In the second section, he describes two of the primary approaches people take to stock-picking, and points out their flaws. This is probably the most combative part of the book, and also highly entertaining. He delivers particular scorn to technical analysts, who he calls "chartists." These are the people - he estimates that they represent about 10% of Wall Street investors - who ignore any information about a company's fundamentals (industry, size, dividends, price/earnings ratio, etc.), and instead focus on trends in the stock's price. They convince themselves that, by studying where a stock has been in the past, they can predict where it will go next, and can then profit by buying it or selling short. Malkiel gives example after example of how people have failed at this, and even lost fortunes trying. As he observes, someone will always claim that their method is different, so they will make money where everyone else has failed; but the problem always comes back to realizing that models which perfectly predict the historic movements of prices do a horrible job at predicting future movements.

He treats fundamental analysts with more respect. Fundamental analysts (who I will call "fundamentalists" just because it amuses me) rely on experts who know the company and the business well. They look at the key factors for a company: its dividend, the company's growth rate, its size, its book value, and so on. Based on this, they will try to determine what the value of the company "should" be. They compare this to the stock's market capitalization (the value per share times number of shares) to determine whether a stock is undervalued, and if so, they will purchase it, with the expectation that eventually the market will fix the "mistake" in the price up to its proper value, at which time they can sell it.

He sympathizes with fundamental analysts, but points out that historically, they have under-performed the benchmarks for the market as a whole, particularly when considering the fees charged by the analysts. He offers several reasons for this, some of which are quite amusing. Malkiel started his career in the finance world, and observed that most analysts are, frankly, not more bright than you or me, and the best analysts are quickly promoted to higher-level positions where they don't do much analyzing. Beyond that, though, fundamental analysis has a, well, fundamental problem. One of the key components in fundamental analysis is determining a company's growth rate, and the growth rate is inherently unknowable. Knowing the growth rate requires accurate prophecy of the future. Will the company discover a new mineral mine? Will a terrorist attack destroy their office? Will Congress create a subsidy? Will a drought occur next year? It's no wonder that we don't know what value a stock "should" be, since much of a stock's value is based on the earnings of the company in the future. Secondly, Malkiel contends that, with the modern regulatory regime (especially post-Sarbanes-Oxley) and with instant dissemination of information via the Internet, it's virtually impossible for fundamental analysts to gain access to "new" information that isn't already known by the market as a whole. There are some periods where the price of a stock may lag behind new information - like if a corporation announces better-than-expected earnings - but for the most part, everything that's known about a company is already reflected in its price. Thus, stocks mostly change value based on changes in the real world, and in response to the market as a whole. Fundamentalists may have once been able to give an edge in picking good stocks, but no longer can do so.
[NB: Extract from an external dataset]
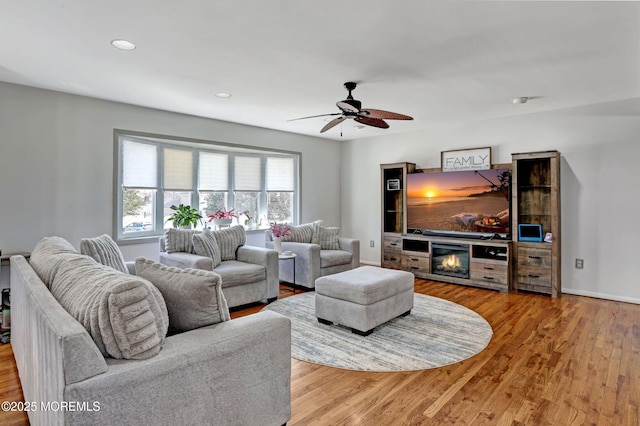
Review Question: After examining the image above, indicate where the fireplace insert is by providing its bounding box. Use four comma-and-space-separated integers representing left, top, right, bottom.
431, 243, 469, 279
At this point in the book, I was feeling pretty bleak about the stock market and investing in general. If nobody knows what's going to happen, then why bother investing at all? He then lays out his hypothesis, the random walk of the title.

A "random walk" is a concept used in mathematics and probability theory which means that the likelihood of an event occurring is independent of the events that have preceded it. The simplest example is flipping a coin. Any time you flip a coin, the odds of it coming up heads will be 50%, regardless of whether the last flip was heads or tails.

Interestingly, our brains rebel against the concept of a random walk. We know that, on average, when you flip a coin a bunch of times, it "should" come up heads 50% of the time. So, if we start flipping a coin, and it comes up tails the first four times, then we'll start to feel like it's "due" to come up heads. Maybe it comes up tails again. "Okay," we'll say. "This time, it's GOT to come up heads." Except, well, it doesn't. The odds of a series of coin flips ending up as TTTTTT is no less likely than the odds of it ending up as TTTTTH or even THTHTH.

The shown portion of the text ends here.